SpongeBob's high squealing nasal voice -- what Kenny describes as "an elf sucking on helium" -- was born when Kenny, then working as an extra, was asked to make background crowd noises. As a standup comic, he refined it further.
Parents, however, haven't always been laughing. Some have complained that little kids shouldn't be watching. Does a child really need to see a male starfish in fishnet stockings? What kind of message does that send?
Kenny proudly proclaims that his show has no message -- and no educational value. It's just slapstick fun. Is that so wrong? After all, another generation grew up with Bugs Bunny, who was known to wear women's clothing for laughs. Bugs has even been known to wear a brassiere.

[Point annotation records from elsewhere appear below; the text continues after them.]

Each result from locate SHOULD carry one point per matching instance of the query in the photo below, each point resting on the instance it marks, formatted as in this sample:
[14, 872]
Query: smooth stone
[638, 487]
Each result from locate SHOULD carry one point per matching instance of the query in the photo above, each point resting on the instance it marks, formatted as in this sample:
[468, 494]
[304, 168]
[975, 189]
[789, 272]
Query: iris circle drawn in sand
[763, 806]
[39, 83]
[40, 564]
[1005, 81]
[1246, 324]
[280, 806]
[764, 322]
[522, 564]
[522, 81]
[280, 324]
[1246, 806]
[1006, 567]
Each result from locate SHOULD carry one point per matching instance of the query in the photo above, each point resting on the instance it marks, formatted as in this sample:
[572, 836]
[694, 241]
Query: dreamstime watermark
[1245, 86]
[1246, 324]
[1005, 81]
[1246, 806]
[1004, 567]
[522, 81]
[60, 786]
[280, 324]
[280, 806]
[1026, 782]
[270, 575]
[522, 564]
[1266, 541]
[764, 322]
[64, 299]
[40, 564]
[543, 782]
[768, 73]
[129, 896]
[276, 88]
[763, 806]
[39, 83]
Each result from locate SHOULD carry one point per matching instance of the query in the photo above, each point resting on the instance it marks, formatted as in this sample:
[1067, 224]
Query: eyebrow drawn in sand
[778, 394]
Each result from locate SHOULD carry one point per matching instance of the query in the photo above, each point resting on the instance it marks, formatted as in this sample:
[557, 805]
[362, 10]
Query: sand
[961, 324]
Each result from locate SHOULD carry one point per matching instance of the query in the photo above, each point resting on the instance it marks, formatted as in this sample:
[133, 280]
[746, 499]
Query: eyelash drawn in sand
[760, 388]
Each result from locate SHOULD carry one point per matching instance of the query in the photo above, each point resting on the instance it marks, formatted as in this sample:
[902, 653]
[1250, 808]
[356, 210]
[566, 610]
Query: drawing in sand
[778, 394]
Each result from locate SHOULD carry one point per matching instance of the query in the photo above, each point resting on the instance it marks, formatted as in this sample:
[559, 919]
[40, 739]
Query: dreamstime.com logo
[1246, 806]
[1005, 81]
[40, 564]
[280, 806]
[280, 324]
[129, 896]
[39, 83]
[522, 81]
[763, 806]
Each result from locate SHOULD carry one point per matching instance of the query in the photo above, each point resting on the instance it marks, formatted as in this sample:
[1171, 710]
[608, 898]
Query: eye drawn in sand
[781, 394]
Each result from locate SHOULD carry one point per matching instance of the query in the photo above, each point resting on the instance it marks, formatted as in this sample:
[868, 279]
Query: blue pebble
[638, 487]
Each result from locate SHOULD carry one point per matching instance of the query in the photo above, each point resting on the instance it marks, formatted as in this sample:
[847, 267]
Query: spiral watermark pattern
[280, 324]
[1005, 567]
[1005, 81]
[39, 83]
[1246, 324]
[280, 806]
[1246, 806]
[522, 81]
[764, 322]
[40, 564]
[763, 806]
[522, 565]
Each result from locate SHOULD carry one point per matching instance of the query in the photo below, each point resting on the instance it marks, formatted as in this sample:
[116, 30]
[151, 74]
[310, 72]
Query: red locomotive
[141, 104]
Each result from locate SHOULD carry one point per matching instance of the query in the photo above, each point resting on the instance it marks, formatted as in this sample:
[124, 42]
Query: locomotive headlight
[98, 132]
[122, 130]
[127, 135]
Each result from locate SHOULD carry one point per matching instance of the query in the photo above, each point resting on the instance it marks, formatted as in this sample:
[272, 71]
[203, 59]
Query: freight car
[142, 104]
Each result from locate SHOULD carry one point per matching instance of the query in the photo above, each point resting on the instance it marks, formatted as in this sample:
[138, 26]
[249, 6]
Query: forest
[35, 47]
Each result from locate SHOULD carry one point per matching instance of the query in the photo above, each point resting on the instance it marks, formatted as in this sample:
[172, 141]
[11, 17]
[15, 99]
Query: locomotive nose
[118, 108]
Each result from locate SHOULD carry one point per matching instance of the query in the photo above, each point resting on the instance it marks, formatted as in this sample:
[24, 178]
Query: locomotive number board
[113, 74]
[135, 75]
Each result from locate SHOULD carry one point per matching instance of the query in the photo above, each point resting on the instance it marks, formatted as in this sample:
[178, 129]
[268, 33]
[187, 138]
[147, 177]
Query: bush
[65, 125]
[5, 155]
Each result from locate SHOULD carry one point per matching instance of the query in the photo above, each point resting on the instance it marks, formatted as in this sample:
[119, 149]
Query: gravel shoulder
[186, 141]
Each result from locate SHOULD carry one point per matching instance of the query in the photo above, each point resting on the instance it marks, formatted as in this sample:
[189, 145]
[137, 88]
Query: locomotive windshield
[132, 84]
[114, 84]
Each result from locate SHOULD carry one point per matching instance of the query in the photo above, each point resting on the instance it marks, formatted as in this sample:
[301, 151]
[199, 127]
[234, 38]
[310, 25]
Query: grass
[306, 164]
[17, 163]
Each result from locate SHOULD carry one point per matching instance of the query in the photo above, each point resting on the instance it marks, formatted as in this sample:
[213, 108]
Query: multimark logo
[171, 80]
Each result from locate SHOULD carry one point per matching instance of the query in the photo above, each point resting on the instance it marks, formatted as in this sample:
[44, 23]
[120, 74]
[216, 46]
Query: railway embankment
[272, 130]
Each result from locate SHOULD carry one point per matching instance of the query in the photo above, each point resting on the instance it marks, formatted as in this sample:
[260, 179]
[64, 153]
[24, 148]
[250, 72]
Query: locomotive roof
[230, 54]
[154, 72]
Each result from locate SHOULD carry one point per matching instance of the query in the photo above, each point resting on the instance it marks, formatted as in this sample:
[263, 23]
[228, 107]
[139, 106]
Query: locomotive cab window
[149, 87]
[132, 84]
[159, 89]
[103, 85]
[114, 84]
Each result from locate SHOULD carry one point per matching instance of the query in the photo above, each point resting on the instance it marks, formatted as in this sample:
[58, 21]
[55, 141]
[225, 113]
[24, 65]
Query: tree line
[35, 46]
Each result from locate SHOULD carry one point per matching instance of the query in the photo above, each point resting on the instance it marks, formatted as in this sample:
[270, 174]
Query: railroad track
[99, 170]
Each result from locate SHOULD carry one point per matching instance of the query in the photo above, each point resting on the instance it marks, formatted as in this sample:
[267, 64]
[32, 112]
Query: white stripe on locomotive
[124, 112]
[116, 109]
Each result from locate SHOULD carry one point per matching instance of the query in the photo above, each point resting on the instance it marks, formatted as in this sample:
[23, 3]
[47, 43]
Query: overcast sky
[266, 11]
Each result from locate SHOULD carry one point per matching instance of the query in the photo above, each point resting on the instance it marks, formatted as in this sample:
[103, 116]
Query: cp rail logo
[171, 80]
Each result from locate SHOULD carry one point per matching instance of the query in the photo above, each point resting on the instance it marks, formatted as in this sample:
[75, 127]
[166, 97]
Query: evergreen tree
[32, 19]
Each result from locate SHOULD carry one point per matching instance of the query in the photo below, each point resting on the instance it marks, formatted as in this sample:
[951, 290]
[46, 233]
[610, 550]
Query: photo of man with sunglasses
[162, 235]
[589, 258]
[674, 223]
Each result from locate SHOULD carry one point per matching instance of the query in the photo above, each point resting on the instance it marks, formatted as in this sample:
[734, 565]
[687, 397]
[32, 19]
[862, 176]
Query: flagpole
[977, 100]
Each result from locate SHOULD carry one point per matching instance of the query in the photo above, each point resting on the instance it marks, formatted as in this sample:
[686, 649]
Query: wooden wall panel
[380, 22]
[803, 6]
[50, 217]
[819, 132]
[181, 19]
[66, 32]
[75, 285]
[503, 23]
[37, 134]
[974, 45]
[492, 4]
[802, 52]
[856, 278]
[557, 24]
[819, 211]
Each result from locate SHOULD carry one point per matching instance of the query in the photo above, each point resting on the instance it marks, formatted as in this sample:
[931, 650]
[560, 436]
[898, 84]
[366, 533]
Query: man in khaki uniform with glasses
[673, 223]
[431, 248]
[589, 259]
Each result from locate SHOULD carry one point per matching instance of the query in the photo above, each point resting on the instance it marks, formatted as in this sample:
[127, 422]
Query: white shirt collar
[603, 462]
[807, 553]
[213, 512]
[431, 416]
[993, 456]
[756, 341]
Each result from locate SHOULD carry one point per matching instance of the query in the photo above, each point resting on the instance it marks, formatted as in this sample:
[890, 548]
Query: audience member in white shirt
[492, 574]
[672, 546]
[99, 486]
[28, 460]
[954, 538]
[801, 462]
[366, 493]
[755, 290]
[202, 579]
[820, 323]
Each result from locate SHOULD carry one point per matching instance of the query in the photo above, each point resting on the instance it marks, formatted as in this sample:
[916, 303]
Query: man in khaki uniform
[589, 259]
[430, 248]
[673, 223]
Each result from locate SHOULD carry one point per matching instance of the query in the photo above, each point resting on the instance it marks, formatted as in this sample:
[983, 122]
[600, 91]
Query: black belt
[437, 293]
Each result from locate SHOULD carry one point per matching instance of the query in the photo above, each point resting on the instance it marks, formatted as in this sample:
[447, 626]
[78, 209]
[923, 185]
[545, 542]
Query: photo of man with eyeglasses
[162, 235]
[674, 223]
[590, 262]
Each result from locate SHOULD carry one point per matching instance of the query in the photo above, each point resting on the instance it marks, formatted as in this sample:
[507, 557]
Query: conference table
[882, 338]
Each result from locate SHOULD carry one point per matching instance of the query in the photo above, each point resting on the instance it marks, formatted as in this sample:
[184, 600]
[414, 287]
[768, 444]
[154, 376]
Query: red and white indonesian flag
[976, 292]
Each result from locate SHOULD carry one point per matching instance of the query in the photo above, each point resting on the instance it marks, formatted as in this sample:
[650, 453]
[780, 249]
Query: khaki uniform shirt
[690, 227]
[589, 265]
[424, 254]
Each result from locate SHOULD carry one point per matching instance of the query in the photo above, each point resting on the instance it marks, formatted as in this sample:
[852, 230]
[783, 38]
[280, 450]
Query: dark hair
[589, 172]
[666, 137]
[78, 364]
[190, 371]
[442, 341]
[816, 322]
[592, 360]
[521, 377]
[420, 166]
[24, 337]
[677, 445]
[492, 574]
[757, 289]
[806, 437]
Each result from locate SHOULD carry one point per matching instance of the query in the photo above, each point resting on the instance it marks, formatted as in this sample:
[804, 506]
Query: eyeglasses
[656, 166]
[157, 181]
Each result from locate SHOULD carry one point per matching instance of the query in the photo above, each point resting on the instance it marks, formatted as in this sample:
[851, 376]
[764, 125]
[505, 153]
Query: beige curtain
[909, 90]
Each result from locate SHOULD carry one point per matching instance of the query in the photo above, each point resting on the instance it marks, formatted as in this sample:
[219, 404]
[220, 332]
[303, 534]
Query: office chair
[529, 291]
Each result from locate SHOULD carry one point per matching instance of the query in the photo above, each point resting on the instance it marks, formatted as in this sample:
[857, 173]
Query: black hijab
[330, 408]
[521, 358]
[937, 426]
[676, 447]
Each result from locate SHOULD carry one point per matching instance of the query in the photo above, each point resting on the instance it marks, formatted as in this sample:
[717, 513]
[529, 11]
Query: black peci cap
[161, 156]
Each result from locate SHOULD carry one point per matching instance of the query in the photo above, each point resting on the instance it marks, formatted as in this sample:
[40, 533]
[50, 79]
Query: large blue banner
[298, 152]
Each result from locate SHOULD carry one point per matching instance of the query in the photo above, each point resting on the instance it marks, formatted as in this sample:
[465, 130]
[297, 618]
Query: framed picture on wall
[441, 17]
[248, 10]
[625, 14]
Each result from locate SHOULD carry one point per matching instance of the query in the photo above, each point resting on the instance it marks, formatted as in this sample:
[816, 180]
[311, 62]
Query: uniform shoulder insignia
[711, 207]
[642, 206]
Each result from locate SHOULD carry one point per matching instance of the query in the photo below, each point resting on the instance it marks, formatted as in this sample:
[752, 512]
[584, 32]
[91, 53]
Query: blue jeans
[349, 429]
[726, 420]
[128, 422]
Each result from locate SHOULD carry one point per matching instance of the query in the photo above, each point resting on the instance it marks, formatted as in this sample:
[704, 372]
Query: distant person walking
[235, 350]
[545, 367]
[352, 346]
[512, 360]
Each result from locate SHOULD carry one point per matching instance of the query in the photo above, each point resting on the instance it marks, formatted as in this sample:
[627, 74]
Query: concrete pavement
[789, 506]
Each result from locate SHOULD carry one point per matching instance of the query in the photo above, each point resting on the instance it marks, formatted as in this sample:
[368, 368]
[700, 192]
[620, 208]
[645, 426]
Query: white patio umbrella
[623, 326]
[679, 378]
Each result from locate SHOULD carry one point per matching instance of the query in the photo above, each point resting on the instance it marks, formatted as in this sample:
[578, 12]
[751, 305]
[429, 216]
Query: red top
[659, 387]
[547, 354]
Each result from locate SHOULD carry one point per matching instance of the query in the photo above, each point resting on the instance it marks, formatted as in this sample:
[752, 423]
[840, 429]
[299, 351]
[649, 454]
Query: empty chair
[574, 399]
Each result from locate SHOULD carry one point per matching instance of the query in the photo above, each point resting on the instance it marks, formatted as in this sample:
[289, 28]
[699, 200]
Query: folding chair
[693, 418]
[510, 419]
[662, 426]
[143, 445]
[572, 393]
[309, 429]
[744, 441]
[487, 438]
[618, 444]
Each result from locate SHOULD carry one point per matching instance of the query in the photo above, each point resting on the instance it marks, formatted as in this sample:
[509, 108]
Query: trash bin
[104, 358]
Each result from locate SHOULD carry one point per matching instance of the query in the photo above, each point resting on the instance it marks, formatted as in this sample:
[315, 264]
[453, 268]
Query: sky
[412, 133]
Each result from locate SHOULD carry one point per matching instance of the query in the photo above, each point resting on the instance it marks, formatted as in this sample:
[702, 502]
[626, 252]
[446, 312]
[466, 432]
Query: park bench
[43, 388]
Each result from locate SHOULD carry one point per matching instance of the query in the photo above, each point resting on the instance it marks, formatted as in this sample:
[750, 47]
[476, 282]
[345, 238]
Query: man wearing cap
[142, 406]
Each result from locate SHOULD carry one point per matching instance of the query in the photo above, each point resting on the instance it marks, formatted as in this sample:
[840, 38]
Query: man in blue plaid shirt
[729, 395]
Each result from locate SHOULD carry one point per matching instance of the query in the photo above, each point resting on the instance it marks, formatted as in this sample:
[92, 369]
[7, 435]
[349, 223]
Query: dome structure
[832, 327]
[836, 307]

"Knowing animators like we get to do, you find out why this happens. It comes out of drawing a character 8 bazillion times a week," Kenny says. "You get bored and start to play with it. You ask yourself, 'What if Patrick wore fishnets?' That then winds up in the show because it's visually funny, not because people on 'SpongeBob' are saying, 'Hey kids, become cross-dressers.' "
As the father of a 1-year-old daughter and a 6-year-old son, Kenny can tell you that "butt humor and underpants humor" are very popular with kids, and there's nothing wrong with that -- nor is there anything wrong with carrying a little of that into adulthood.
"I watch TV with my kids, and sometimes you'll see a 22-minute cartoon with the message, 'It's nice to share.' My kids know it's nice to share," he says. "We want to see someone get hit in the head with a mallet, come on!"